Weaviate

以下是所有可用的 Weaviate 过程列表。请注意，该列表及其过程签名与其他向量数据库（如 Qdrant）的过程保持一致。

名称 (name) description（描述）

名称 (name)	description（描述）
apoc.vectordb.weaviate.info($host, $collectionName, $config)	获取指定集合的信息；如果集合不存在，则抛出 FileNotFoundException 异常。
apoc.vectordb.weaviate.createCollection(hostOrKey, collection, similarity, size, $config)	创建一个名为第 2 个参数所指定的集合，并使用指定的 `similarity`（相似度）和 `size`（大小）。默认端点为 `<hostOrKey param>/schema`。
apoc.vectordb.weaviate.deleteCollection(hostOrKey, collection, $config)	删除第 2 个参数所指定的集合。默认端点为 `<hostOrKey param>/schema/<collection param>`。
apoc.vectordb.weaviate.upsert(hostOrKey, collection, vectors, $config)	在第 2 个参数指定的集合中插入或更新向量 [{id: 'id', vector: '<vectorDb>', medatada: '<metadata>'}]。默认端点为 `<hostOrKey param>/objects`。
apoc.vectordb.weaviate.delete(hostOrKey, collection, ids, $config)	删除具有指定 `ids` 的向量。默认端点为 `<hostOrKey param>/schema`。
apoc.vectordb.weaviate.get(hostOrKey, collection, ids, $config)	获取具有指定 `ids` 的向量。默认端点为 `<hostOrKey param>/schema`。
apoc.vectordb.weaviate.query(hostOrKey, collection, vector, filter, limit, $config)	在第 2 个参数指定的集合中，检索与定义的 `vector` 最接近的 `limit` 条结果。请注意，除了常规配置参数外，此过程还需要一个 `field: [listOfProperty]` 配置，以定义从后台运行的 GraphQL 中检索哪些属性。默认端点为 `<hostOrKey param>/graphql`。
apoc.vectordb.weaviate.getAndUpdate(hostOrKey, collection, ids, $config)	获取具有指定 `ids` 的向量，并可选择创建/更新 Neo4j 实体。默认端点为 `<hostOrKey param>/schema`。
apoc.vectordb.weaviate.queryAndUpdate(hostOrKey, collection, vector, filter, limit, $config)	在第 2 个参数指定的集合中，检索与定义的 `vector` 最接近的 `limit` 条结果，并可选择创建/更新 Neo4j 实体。请注意，除了常规配置参数外，此过程还需要一个 `field: [listOfProperty]` 配置，以定义从后台运行的 GraphQL 中检索哪些属性。默认端点为 `<hostOrKey param>/graphql`。

apoc.vectordb.weaviate.info($host, $collectionName, $config)

获取指定集合的信息；如果集合不存在，则抛出 FileNotFoundException 异常。

apoc.vectordb.weaviate.createCollection(hostOrKey, collection, similarity, size, $config)
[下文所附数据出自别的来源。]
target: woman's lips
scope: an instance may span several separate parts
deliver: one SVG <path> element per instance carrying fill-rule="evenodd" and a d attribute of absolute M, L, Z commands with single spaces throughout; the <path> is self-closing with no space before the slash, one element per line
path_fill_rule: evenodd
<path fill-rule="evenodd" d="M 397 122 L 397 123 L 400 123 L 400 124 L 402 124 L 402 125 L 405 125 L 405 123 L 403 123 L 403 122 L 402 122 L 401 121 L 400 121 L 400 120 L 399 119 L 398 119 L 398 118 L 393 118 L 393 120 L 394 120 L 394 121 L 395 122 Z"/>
创建一个名为第 2 个参数所指定的集合，并使用指定的 similarity（相似度）和 size（大小）。默认端点为 <hostOrKey param>/schema。

apoc.vectordb.weaviate.deleteCollection(hostOrKey, collection, $config)

删除第 2 个参数所指定的集合。默认端点为 <hostOrKey param>/schema/<collection param>。

apoc.vectordb.weaviate.upsert(hostOrKey, collection, vectors, $config)

在第 2 个参数指定的集合中插入或更新向量 [{id: 'id', vector: '<vectorDb>', medatada: '<metadata>'}]。默认端点为 <hostOrKey param>/objects。

apoc.vectordb.weaviate.delete(hostOrKey, collection, ids, $config)

删除具有指定 ids 的向量。默认端点为 <hostOrKey param>/schema。

apoc.vectordb.weaviate.get(hostOrKey, collection, ids, $config)

获取具有指定 ids 的向量。默认端点为 <hostOrKey param>/schema。

apoc.vectordb.weaviate.query(hostOrKey, collection, vector, filter, limit, $config)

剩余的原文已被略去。